2. Sublimation drying
Sublimation drying is also called primary drying. The frozen product is placed in a closed vacuum container and heated to make the ice crystals sublimate into water vapor and escape, thereby dehydrating and drying the product. Drying is gradually pushed inward from the outer surface, and the gaps left after the ice crystals sublimate become the escape channels for the sublimated water vapor in the future. When all the ice crystals are removed, the first stage of drying is completed, and about 90% of all water is removed at this time. In this process, there is both heat transfer and mass transfer. The heat absorbed by the sublimation of ice crystals is supplied by the heating plate, and the sublimated water vapor escapes through the gaps in the dried layer. However, during the drying process, the undried particles in the material should always be kept in a frozen state.

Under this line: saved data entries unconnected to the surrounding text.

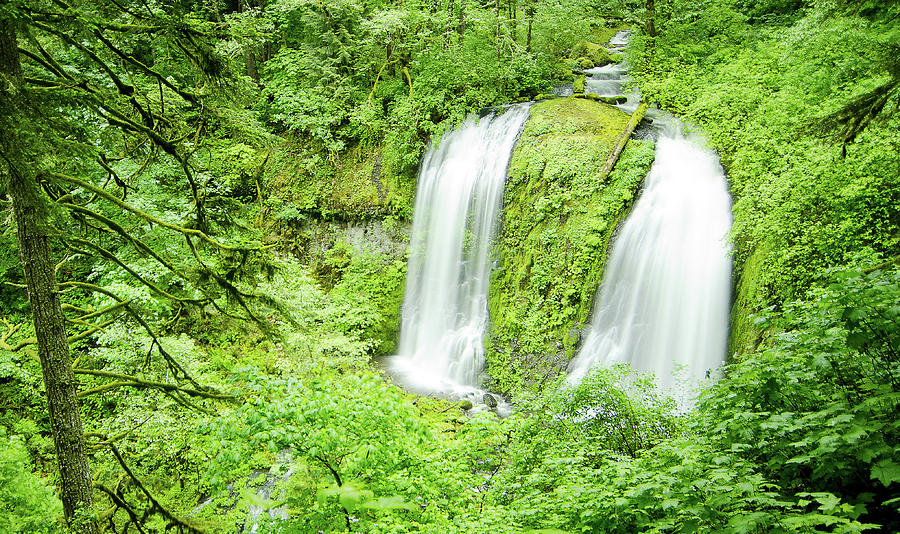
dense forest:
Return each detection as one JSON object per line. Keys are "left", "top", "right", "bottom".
{"left": 0, "top": 0, "right": 898, "bottom": 531}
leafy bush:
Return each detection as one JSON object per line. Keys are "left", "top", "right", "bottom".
{"left": 204, "top": 370, "right": 473, "bottom": 531}
{"left": 698, "top": 265, "right": 900, "bottom": 530}
{"left": 0, "top": 431, "right": 64, "bottom": 533}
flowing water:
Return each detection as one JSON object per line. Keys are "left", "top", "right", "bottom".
{"left": 390, "top": 104, "right": 530, "bottom": 401}
{"left": 567, "top": 128, "right": 733, "bottom": 392}
{"left": 569, "top": 31, "right": 733, "bottom": 395}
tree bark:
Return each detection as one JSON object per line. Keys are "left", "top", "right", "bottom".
{"left": 599, "top": 101, "right": 649, "bottom": 179}
{"left": 238, "top": 0, "right": 260, "bottom": 83}
{"left": 508, "top": 0, "right": 517, "bottom": 44}
{"left": 446, "top": 0, "right": 454, "bottom": 48}
{"left": 645, "top": 0, "right": 658, "bottom": 38}
{"left": 0, "top": 16, "right": 98, "bottom": 534}
{"left": 457, "top": 0, "right": 466, "bottom": 41}
{"left": 495, "top": 0, "right": 501, "bottom": 63}
{"left": 525, "top": 4, "right": 534, "bottom": 53}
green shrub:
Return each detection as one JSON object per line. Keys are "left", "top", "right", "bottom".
{"left": 0, "top": 431, "right": 64, "bottom": 533}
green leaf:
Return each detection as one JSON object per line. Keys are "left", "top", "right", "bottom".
{"left": 661, "top": 498, "right": 680, "bottom": 510}
{"left": 870, "top": 459, "right": 900, "bottom": 487}
{"left": 360, "top": 495, "right": 418, "bottom": 512}
{"left": 338, "top": 487, "right": 362, "bottom": 512}
{"left": 237, "top": 488, "right": 272, "bottom": 509}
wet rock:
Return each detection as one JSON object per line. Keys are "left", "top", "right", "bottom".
{"left": 567, "top": 326, "right": 582, "bottom": 346}
{"left": 573, "top": 74, "right": 585, "bottom": 94}
{"left": 459, "top": 400, "right": 474, "bottom": 410}
{"left": 599, "top": 95, "right": 628, "bottom": 105}
{"left": 482, "top": 393, "right": 498, "bottom": 408}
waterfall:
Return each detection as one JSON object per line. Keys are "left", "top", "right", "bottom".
{"left": 568, "top": 127, "right": 733, "bottom": 393}
{"left": 391, "top": 104, "right": 530, "bottom": 396}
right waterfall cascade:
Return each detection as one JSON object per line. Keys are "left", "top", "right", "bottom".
{"left": 568, "top": 30, "right": 734, "bottom": 393}
{"left": 567, "top": 130, "right": 733, "bottom": 391}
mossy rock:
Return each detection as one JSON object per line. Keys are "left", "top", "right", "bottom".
{"left": 570, "top": 40, "right": 592, "bottom": 59}
{"left": 555, "top": 61, "right": 574, "bottom": 80}
{"left": 572, "top": 40, "right": 616, "bottom": 68}
{"left": 485, "top": 98, "right": 656, "bottom": 395}
{"left": 573, "top": 75, "right": 586, "bottom": 94}
{"left": 589, "top": 25, "right": 629, "bottom": 45}
{"left": 728, "top": 242, "right": 771, "bottom": 358}
{"left": 589, "top": 47, "right": 614, "bottom": 67}
{"left": 578, "top": 94, "right": 628, "bottom": 105}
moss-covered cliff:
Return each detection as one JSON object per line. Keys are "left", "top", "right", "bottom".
{"left": 263, "top": 140, "right": 417, "bottom": 225}
{"left": 485, "top": 97, "right": 655, "bottom": 394}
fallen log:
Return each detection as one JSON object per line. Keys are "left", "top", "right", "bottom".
{"left": 599, "top": 101, "right": 649, "bottom": 179}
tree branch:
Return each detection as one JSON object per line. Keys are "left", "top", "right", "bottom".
{"left": 60, "top": 281, "right": 204, "bottom": 387}
{"left": 52, "top": 172, "right": 256, "bottom": 251}
{"left": 75, "top": 368, "right": 234, "bottom": 401}
{"left": 106, "top": 443, "right": 207, "bottom": 534}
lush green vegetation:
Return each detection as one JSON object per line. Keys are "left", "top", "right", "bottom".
{"left": 1, "top": 0, "right": 898, "bottom": 532}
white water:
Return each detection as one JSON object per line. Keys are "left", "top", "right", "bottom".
{"left": 390, "top": 104, "right": 530, "bottom": 398}
{"left": 568, "top": 127, "right": 733, "bottom": 393}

If the temperature is too high, the ice crystals will melt, so the temperature of the frozen layer of the item should be lower than its eutectic point. In addition, it should not be heated too quickly so that the temperature of the dried layer exceeds the disintegration temperature. The so-called disintegration temperature means that when the temperature reaches a certain value, some dried products will lose their rigidity and collapse, lose their loose and porous properties, and make the dried products sticky, increase their specific gravity, and darken their color. After the dry product disintegrates, it affects the passage of water vapor from the freeze-dried layer, causing the product to partially melt.
3. Desorption drying
Desorption drying is also called secondary drying. After the first stage, some water is still adsorbed on the capillary wall and polar groups of the dried material, and this water is not frozen. After the second stage of drying, the residual moisture content in the product is generally between 0.5% and 4%. The desorption time is determined by factors such as the type and shape of the product; the requirements for residual water content; and the performance of the freeze dryer.